Un refuge écologique aux espèces emblématiques
Le cœur marin du parc, où toute forme de pêche est interdite, permet aux écosystèmes de se développer avec une densité et une diversité rares. « C’est un petit joyau, un hotspot de biodiversité. On retrouve ici quasiment toutes les espèces de Méditerranée », témoigne Vincent Bardinal, garde-moniteur, en observant les poissons qui fraient dans les herbiers.
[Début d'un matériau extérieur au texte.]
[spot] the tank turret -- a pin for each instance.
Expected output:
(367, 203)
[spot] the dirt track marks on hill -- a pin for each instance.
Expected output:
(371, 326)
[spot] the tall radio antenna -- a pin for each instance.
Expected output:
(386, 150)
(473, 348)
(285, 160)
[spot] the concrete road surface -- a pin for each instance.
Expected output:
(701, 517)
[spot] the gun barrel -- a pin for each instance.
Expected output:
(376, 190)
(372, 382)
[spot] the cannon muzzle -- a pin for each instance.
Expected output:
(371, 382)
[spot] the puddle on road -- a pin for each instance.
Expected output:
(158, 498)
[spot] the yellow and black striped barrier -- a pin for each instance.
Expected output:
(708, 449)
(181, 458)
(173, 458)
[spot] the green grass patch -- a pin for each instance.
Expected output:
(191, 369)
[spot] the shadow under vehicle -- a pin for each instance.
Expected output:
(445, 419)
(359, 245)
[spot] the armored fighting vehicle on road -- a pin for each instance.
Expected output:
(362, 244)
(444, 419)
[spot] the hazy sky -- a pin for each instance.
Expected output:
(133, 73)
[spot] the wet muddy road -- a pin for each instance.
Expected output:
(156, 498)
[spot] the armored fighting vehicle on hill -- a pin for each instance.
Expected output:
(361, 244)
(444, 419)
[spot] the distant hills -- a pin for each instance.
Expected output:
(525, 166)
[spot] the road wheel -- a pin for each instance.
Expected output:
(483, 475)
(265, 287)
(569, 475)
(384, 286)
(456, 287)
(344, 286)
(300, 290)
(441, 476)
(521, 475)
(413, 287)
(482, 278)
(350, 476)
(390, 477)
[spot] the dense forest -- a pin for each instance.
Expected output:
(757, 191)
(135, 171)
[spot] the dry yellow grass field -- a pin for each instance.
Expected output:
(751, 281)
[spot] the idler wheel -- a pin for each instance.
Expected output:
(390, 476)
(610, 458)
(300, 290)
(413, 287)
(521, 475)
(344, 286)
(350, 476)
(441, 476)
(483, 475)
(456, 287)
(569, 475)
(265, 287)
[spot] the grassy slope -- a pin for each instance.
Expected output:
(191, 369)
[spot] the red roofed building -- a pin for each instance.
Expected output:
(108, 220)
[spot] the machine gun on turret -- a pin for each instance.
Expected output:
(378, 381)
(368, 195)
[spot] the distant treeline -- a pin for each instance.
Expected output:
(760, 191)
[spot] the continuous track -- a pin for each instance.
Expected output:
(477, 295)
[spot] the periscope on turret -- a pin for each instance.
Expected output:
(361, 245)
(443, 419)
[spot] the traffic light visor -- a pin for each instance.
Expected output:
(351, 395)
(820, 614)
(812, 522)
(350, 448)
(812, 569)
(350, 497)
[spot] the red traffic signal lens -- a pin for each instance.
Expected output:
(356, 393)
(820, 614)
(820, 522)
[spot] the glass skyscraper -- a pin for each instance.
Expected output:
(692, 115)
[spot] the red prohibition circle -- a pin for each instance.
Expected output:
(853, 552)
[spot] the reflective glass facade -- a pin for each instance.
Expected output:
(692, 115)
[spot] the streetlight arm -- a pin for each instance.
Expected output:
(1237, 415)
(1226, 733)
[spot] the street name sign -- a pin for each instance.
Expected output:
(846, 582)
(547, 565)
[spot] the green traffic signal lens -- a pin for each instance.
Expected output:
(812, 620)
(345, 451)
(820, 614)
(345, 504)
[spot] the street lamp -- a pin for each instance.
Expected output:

Girelles, daurades, crénilabres et castagnoles évoluent dans des eaux claires. Le mérou, prédateur phare de l’archipel, est ici si familier qu’il se laisse approcher. « On peut les approcher à quelques centimètres alors que sur le continent ils fuient », sourit Vincent Bardinal.
Une gestion concertée avec les acteurs locaux
Port-Cros n’est pas une réserve isolée du monde. Ses règles sont définies en lien avec les professionnels du tourisme, les pêcheurs et les scientifiques. La circulation maritime, la plongée et l’observation de la faune sont réglementées pour limiter l’impact humain. « Le pari a été de conserver la nature tout en permettant à une population de continuer à y vivre et à des touristes d’en profiter, il n’y a pas de mise sous cloche », précise Sophie-Dorothée Duron.
Bien que les deux îles comptent à peine 350 habitants à l’année, elles accueillent jusqu’à 2 millions de visiteurs. Un équilibre délicat qui repose sur un zonage précis, adapté à la sensibilité des écosystèmes. « Il y a des zones ultra sensibles où l’on réglemente voire interdit la présence humaine. Et d’autres qui peuvent tolérer les visiteurs », ajoute la directrice.
Pêche encadrée, données partagées
Depuis 1999, une charte régit l’activité des 24 pêcheurs professionnels autorisés à travailler dans les eaux du parc. Quelque 350 pêcheurs amateurs y sont aussi tolérés, à condition d’arborer une autorisation annuelle. « L’objectif n’est pas d’exclure la pêche mais d’encadrer une pratique traditionnelle », explique Thomas Abiven, garde-moniteur.
Les prises doivent être déclarées, fournissant des données essentielles aux chercheurs. « En contrepartie de pouvoir pêcher, ils ont l’obligation de déclarer leurs prises. Cela offre des données que l’on croise avec les scientifiques », poursuit-il. Ce suivi permet d’ajuster la réglementation selon l’état des populations marines.
Un laboratoire grandeur nature pour l’avenir des océans ?
Les résultats sont probants. Le nombre de mérous a été multiplié par 25, les herbiers de posidonie gagnent du terrain, et les poissons sont non seulement plus nombreux mais aussi plus gros. « On observe clairement l’effet réserve », affirme Sandrine Ruitton, chercheuse à Aix-Marseille Université. « C’est comme un coffre-fort où on fait fructifier le capital-poisson », ajoute-t-elle.
Pour François Sarano, océanologue, la France doit s’inspirer de ce modèle. « L’appellation d’AMP ne veut rien dire, il y en a dans lesquelles on peut chaluter », déplore-t-il. « Port-Cros n’est pas un conservatoire du passé, c’est un endroit qui nous montre le futur », conclut-il.